September 22nd, 2010

What is the Story with that?

Geoff DiMasi

I realize that I ask the question "What is the story with that?" out loud or internally many times throughout the day. I like to know the backstory. Not with the goal of being nosey or assigning blame if something went wrong, instead so that I can be more empathetic to the current situation.

There are many interactions, though where people go to great lengths to sanitize history. One example is at the time of the sale of a house. Usually real estate agents are positioned between the seller and buyer and they never have an opportunity to talk. From a business perspective, I know this convention exists to distance people as you try to bargain with each other. I also think that realtors do not want emotion of any kind to impact the transaction. However, it really hinders the opportunity to pass along the stories of the house.

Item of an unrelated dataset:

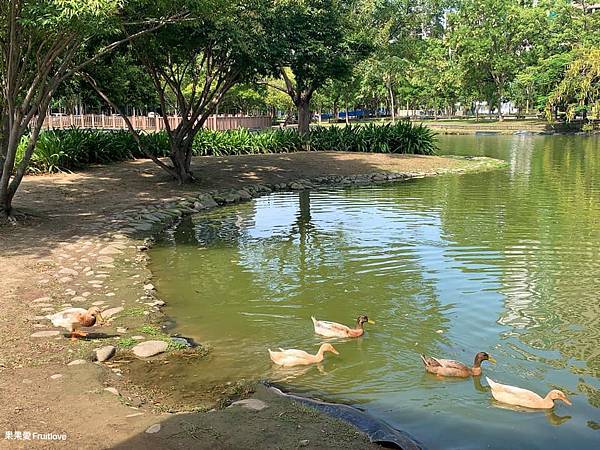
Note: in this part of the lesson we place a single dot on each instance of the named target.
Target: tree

I have never enjoyed that process and have gone out of the way to reach out to the seller each time I have purchased a house. I really want to know the stories that played out there. I enjoy thinking of myself as part of a continuum of people that have shared the honor of living in and maintaining the house. I like to think about how our life there is part of that story and enjoy when we have the opportunity to improve or repair it so that it can live beyond me.

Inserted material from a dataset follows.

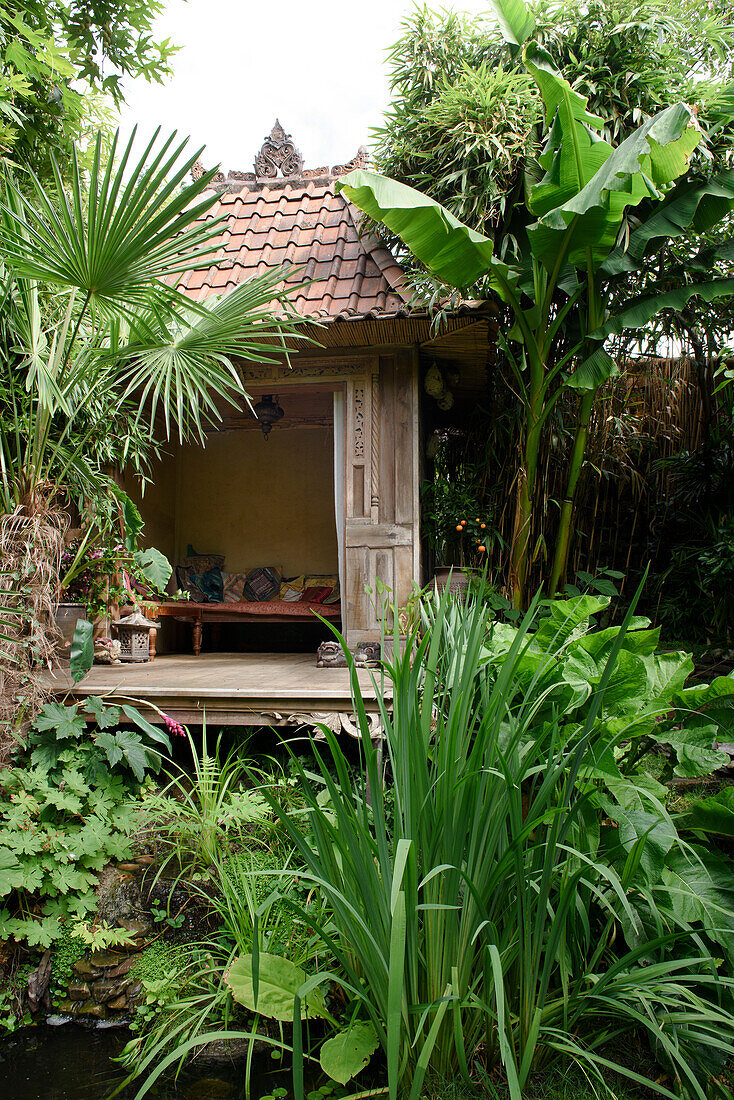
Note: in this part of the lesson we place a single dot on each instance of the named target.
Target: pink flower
(173, 726)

This weekend my wife Shannon and I attended an estate sale for a neighbor that I never had an opportunity to know since Morris and his sister passed away shortly after we moved to the block. Walking around the sale in their home gave us glimpses into their lives. From what I can gather, their family came from Poland (or Eastern Europe). I think they may have been born in Europe. (We found a naturalization paper for a member of their family.) They were jews and it appears that Morris fought in World War II as an American soldier. From other neighbors, I found out that neither of them married, and they had lived together in this house for many years. Maurice's sister passed away about a year ago and he passed soon after.

Everything was for sale in the house. There was a stack of photographs on the sideboard in the dining room and some framed ones in the living room. Family photographs were $1 each. They called out to me and I was saddened to think that they may be broken up and dispersed around the world. There were medals for his service in the military, and a few well-worn time pieces.

As we walked through the house, I could see that this experience was having a deep emotional impact on my wife. Maybe it is because she also has jewish relatives that came from Poland and Eastern Europe that also fought against Nazi Germany in World War II as American soldiers. There are certainly parallels in Morris and his sister's lives to my wife's Uncles Maurice and Joe that played into my wife's emotional state, but I think it goes deeper than that. I was also genuinely feeling emotion and empathy for some people that I never met, and it made me want to somehow honor their story.

Since then, my wife and I have been churning this experience over in our brains and will periodically express an idea about how to best deal with the objects from Morris and his sister's life so as to help pass down their story. At one point, I said to Shannon something like, "I feel they could have gathered together all of the personal items like the photographs, war medals, immigration papers and placed them in a box to be left in the house, since that is a part of the history of the house."

I know that it is unlikely that there is a repository that would accept these types of objects, but I wish there was a way to perserve them in some way. In the course of conversation, it also occurred to use that we could take photos or scan many of the photos and documents and just place them on something like Flickr with a description that included their names and former address. These ideas are certainly executable and we may end up doing that if we have the opportunity.

It seems like quite a bit of effort to put into something for people that you never met, but somehow it bothers me that their story is disappearing. Do we really have to let some many stories just disappear because we are afraid it may impact a sale? I think it would add depth to our everyday existence if we could somehow preserve and make aware the stories of the places we live and travel through. I think it would actually add meaning to those living now in another way, since we would know that those that follow us would appreciate the layer we added to their existence and maybe even honor us in some small way.

There are many cultures that do have this concept built into their traditions. Native Americans stand out in my mind, but I know there are many other cultures were this also is part of the everyday life. I think it gives you a bigger sense of life and let's you live each day with more joy and focus when you have a sense that you are part of this bigger continuum.

I realize that this post has turned a bit sentimental, but I think my life is a little bit richer since I have had the opportunity to imagine Morris as a soldier in WWII fighting against the Nazis and possibly even liberating his and my wife's relatives from a concentration camp. I know that may never have happened, but I wish I did know the real story and I don't see any reason to sanitize their story from their house.